One can see that response variable is the quality, it is categorical variable with integer values from the range [3, 8]. The distribution values is:
table(redwine$quality)
# 3 4 5 6 7 8
# 10 53 681 638 199 18
I have create the ctree with default setings and plot it.

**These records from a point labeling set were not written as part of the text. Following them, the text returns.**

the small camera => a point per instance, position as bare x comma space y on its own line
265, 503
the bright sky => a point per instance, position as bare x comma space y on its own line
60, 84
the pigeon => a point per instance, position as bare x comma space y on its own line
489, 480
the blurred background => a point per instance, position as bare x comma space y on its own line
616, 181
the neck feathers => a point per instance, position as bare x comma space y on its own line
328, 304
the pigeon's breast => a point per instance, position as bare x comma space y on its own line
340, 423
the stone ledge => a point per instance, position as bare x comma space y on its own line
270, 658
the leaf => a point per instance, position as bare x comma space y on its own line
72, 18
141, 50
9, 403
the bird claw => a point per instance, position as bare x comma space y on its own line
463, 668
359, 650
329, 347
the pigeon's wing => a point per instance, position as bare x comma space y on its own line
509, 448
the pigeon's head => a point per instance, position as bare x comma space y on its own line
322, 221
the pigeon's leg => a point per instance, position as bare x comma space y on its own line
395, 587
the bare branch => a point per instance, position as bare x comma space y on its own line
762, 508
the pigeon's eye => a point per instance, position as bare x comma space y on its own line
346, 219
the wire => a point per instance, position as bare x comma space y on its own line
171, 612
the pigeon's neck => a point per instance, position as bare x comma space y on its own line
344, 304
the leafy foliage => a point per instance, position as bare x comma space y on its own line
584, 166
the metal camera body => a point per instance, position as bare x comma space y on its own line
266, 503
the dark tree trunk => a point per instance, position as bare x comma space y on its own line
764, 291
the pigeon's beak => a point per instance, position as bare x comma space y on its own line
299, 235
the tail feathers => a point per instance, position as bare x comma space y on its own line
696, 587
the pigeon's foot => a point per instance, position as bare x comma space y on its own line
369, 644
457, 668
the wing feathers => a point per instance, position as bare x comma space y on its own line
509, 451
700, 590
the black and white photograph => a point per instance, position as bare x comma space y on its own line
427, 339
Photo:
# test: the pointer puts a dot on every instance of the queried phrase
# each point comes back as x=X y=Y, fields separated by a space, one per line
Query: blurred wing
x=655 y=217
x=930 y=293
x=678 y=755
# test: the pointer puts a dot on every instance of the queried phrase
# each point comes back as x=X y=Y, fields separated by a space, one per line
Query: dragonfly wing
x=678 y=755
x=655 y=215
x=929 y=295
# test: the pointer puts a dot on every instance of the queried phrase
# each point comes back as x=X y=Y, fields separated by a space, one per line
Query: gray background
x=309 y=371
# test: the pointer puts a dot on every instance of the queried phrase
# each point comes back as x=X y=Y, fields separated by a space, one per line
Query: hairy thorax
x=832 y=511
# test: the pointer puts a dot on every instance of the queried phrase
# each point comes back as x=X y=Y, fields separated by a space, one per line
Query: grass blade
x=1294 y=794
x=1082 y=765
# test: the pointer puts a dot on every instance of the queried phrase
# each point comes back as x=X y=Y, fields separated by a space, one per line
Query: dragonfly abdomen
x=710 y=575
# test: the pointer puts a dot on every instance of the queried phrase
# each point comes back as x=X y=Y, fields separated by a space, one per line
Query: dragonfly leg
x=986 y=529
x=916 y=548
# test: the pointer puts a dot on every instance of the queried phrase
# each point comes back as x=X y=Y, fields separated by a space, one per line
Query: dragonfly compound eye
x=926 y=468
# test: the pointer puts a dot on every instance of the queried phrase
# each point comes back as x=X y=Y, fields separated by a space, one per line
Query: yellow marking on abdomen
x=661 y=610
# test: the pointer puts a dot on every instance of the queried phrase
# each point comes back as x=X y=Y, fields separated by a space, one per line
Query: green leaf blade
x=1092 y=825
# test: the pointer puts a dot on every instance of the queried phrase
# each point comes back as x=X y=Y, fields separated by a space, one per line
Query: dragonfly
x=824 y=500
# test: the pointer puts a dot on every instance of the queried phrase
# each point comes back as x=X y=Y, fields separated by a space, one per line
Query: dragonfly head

redwine_tr <- ctree(quality ~ ., data = redwine)
plot(redwine_tr)
Then I have predicted the quality class and computed the confusion matrix for the ctree with rounding. The column's names of the confusion matrix are the quality classes from original dataset while the row's names are predicted classes.
set.seed(1234)
# Tree Confusion Matrix
pred_tr <- round(predict(redwine_tr))
u = union(pred_tr, redwine$quality)
(table(factor(pred_tr, u), factor(redwine$quality, u)))
# 5 6 7 4 8 3
# 5 483 194 5 33 0 9
# 6 191 361 85 20 3 1
# 7 7 83 109 0 15 0
# 4 0 0 0 0 0 0
# 8 0 0 0 0 0 0
# 3 0 0 0 0 0 0
Finally, I have repeated the calculation with the cforest:
redwine_cf <- cforest(quality ~ ., data = redwine)
# Forest Confusion Matrix
pred_cf <- round(predict(redwine_cf))
u = union(pred_cf, redwine$quality)
(table(factor(pred_cf, u), factor(redwine$quality, u)))
# 5 6 7 4 8 3
# 5 580 107 1 46 0 9
# 6 101 520 113 7 2 0
# 7 0 11 85 0 16 0
# 4 0 0 0 0 0 1
# 8 0 0 0 0 0 0
# 3 0 0 0 0 0 0
Question I have a problem interpreting the result based on the confusion matrices. Is it possible to prove that the classification problem is solved better with the cforest() function than with the ctree() function?